YutongTie-MSFT commented 4 years ago

@v-kydela Thanks for the feedback! We are currently investigating and will update you shortly.

YutongTie-MSFT commented 4 years ago

@diberry Hi Dina, do you have any clue about this issue? Please share if you have any. Thanks.

diberry commented 4 years ago

@v-kydela Hi Kyle - You've pointed out a good mismatch of information spread across multiple doc pages. For a QnA Service's associated search service, all the test kbs are in the test index. When you publish the kb, a version is moved to its own index. A query can be different from between test and publish because in interactive test, the top is set for you to a specific value, while you have to create your own query params against publish and one choice is not to set the top at all.

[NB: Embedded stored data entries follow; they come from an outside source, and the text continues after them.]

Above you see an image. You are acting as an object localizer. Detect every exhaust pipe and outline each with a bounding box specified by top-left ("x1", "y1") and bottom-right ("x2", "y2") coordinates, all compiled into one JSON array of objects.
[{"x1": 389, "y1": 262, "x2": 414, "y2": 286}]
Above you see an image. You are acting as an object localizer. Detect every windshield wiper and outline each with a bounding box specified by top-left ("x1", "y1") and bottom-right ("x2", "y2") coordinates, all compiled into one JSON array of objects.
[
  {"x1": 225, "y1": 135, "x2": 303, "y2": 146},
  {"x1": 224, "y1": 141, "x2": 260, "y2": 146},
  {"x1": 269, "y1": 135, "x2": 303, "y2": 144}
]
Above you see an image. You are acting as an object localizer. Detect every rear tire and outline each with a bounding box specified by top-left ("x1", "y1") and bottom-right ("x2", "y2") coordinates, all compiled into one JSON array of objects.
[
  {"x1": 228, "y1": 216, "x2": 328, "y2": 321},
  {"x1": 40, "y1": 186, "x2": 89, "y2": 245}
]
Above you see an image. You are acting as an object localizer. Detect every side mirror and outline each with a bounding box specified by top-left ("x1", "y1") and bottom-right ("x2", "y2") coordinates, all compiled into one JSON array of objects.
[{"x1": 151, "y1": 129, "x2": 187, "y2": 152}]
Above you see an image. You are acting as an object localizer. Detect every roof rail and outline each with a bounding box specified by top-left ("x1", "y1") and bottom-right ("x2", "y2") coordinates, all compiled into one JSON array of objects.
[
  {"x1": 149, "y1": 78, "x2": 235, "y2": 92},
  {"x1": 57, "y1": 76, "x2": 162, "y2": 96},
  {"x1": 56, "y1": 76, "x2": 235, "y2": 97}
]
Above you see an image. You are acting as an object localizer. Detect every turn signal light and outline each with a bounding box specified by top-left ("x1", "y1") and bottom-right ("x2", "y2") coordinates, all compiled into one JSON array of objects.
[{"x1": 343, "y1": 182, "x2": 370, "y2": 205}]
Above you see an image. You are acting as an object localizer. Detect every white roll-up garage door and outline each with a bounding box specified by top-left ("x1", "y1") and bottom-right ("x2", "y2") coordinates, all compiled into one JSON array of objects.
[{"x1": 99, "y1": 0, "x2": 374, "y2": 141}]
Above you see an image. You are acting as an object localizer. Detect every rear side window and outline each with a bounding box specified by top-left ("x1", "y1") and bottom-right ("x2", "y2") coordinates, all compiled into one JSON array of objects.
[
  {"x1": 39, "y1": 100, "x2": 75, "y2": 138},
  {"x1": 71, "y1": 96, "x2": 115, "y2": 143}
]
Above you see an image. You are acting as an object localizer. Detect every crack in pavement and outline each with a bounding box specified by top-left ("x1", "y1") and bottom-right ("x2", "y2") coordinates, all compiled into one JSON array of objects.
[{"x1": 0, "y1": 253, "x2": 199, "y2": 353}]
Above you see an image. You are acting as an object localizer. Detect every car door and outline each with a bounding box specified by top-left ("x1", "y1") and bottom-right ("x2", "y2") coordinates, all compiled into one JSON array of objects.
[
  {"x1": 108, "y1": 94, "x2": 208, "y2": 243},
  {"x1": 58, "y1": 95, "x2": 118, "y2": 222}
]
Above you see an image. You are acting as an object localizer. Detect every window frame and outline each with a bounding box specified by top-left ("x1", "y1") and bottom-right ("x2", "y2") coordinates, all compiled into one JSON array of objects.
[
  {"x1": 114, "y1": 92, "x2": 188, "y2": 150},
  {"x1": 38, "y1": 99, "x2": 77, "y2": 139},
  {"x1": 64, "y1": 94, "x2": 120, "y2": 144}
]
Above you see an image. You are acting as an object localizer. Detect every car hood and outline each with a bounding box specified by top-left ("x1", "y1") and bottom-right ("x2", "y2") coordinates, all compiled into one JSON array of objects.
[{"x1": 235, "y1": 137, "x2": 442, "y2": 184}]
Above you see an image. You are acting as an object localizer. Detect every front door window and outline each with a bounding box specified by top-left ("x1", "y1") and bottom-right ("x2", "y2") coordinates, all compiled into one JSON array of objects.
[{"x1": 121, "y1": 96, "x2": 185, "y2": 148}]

A best practice is to set top to 30 on the publish query - however if you are using bot framework, I'm not sure how to set top there.

In terms of a knowledge base per region, yes, you would create the knowledge base in one region then export/import into any other regions you need.

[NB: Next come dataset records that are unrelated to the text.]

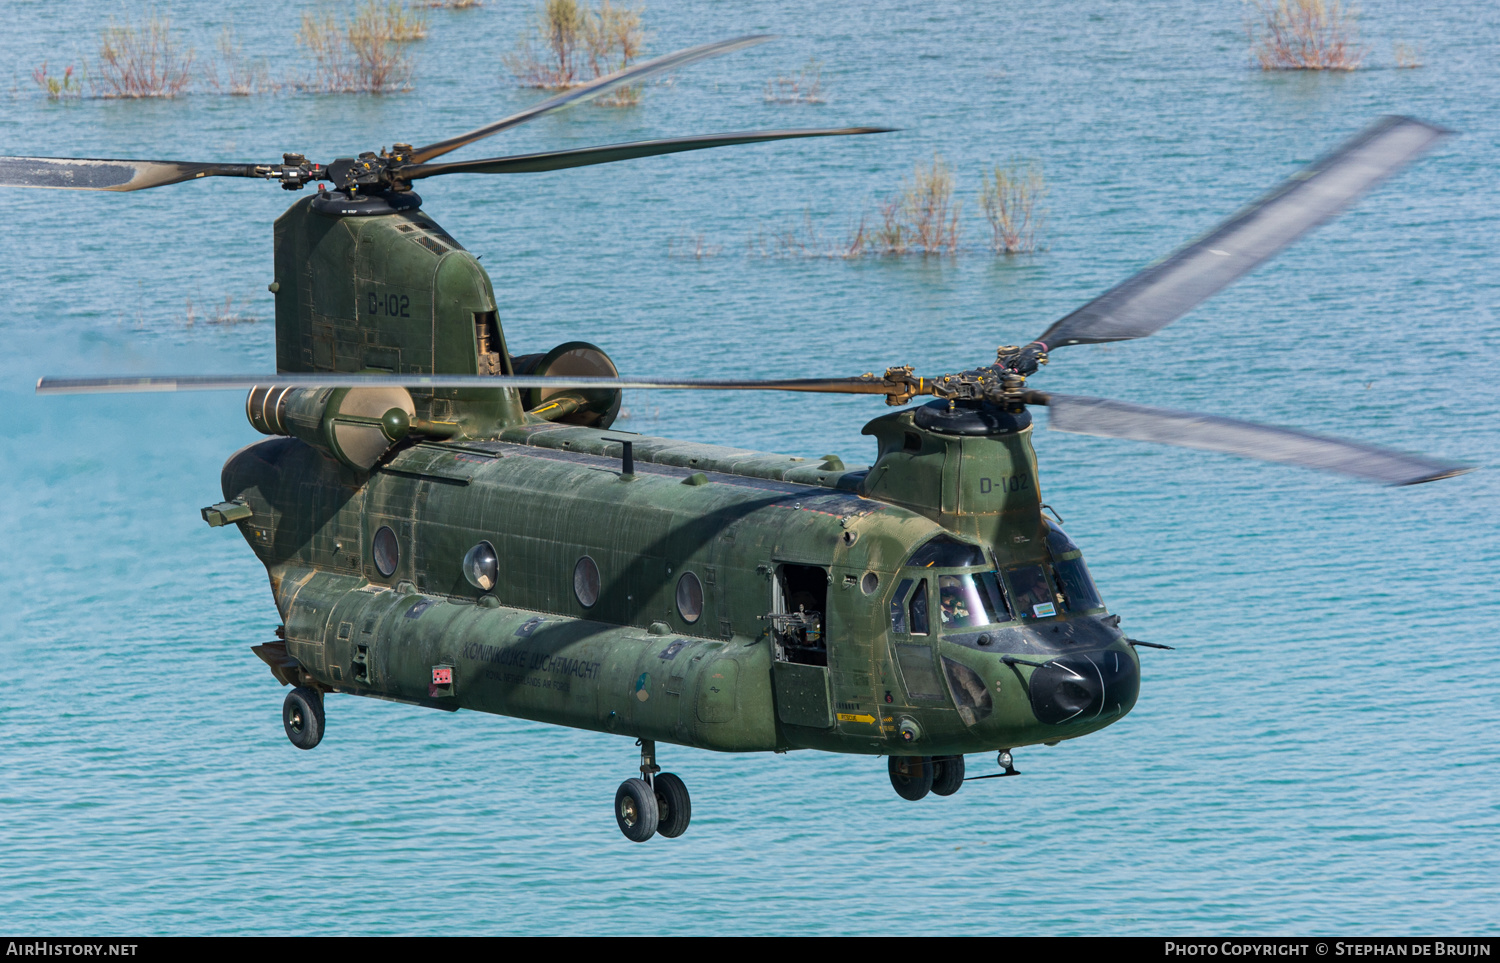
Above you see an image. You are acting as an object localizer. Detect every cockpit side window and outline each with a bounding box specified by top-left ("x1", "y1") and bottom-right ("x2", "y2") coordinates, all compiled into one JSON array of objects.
[
  {"x1": 1007, "y1": 565, "x2": 1056, "y2": 619},
  {"x1": 909, "y1": 579, "x2": 930, "y2": 636},
  {"x1": 1045, "y1": 519, "x2": 1105, "y2": 613},
  {"x1": 889, "y1": 578, "x2": 914, "y2": 634},
  {"x1": 937, "y1": 572, "x2": 1012, "y2": 629}
]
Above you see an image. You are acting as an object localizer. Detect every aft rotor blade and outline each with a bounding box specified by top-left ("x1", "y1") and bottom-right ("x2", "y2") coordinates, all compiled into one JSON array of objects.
[
  {"x1": 37, "y1": 373, "x2": 897, "y2": 396},
  {"x1": 404, "y1": 128, "x2": 893, "y2": 179},
  {"x1": 1035, "y1": 392, "x2": 1472, "y2": 486},
  {"x1": 408, "y1": 35, "x2": 773, "y2": 165},
  {"x1": 1035, "y1": 116, "x2": 1450, "y2": 349},
  {"x1": 0, "y1": 156, "x2": 266, "y2": 192}
]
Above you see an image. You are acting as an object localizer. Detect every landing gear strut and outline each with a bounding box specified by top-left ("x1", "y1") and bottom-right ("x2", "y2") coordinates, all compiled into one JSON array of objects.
[{"x1": 614, "y1": 739, "x2": 692, "y2": 842}]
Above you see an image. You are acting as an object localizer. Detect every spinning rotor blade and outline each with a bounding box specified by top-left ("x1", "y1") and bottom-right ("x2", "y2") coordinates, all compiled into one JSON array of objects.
[
  {"x1": 1036, "y1": 116, "x2": 1449, "y2": 349},
  {"x1": 409, "y1": 35, "x2": 773, "y2": 165},
  {"x1": 1036, "y1": 393, "x2": 1471, "y2": 486},
  {"x1": 404, "y1": 128, "x2": 893, "y2": 179},
  {"x1": 0, "y1": 156, "x2": 266, "y2": 192},
  {"x1": 36, "y1": 373, "x2": 897, "y2": 396}
]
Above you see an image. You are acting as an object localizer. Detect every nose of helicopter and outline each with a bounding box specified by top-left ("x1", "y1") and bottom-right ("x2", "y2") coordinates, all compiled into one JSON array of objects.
[{"x1": 1028, "y1": 648, "x2": 1139, "y2": 726}]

Does this answer all your questions?

in-progress

v-kydela commented 4 years ago

Thank you for help, @diberry

I'm still not understanding why any of this would generate different confidence scores. It sounds like you're saying the operative difference between the test index and a published index is that the test index sets a top value automatically. But why would the top value influence confidence scores? If a search query returns answers with scores of 75, 50, and 25, and you select the top 2, shouldn't that give you 2 answers with scores of 75 and 50, meaning the confidence scores of the top 2 results are the same in both cases? And even if the confidence scores are influenced by the value of top, shouldn't that mean the published index would yield the same result as the test index if you manually set top to the same value that the test index sets it to? And how would this explanation account for confidence score differences between regions?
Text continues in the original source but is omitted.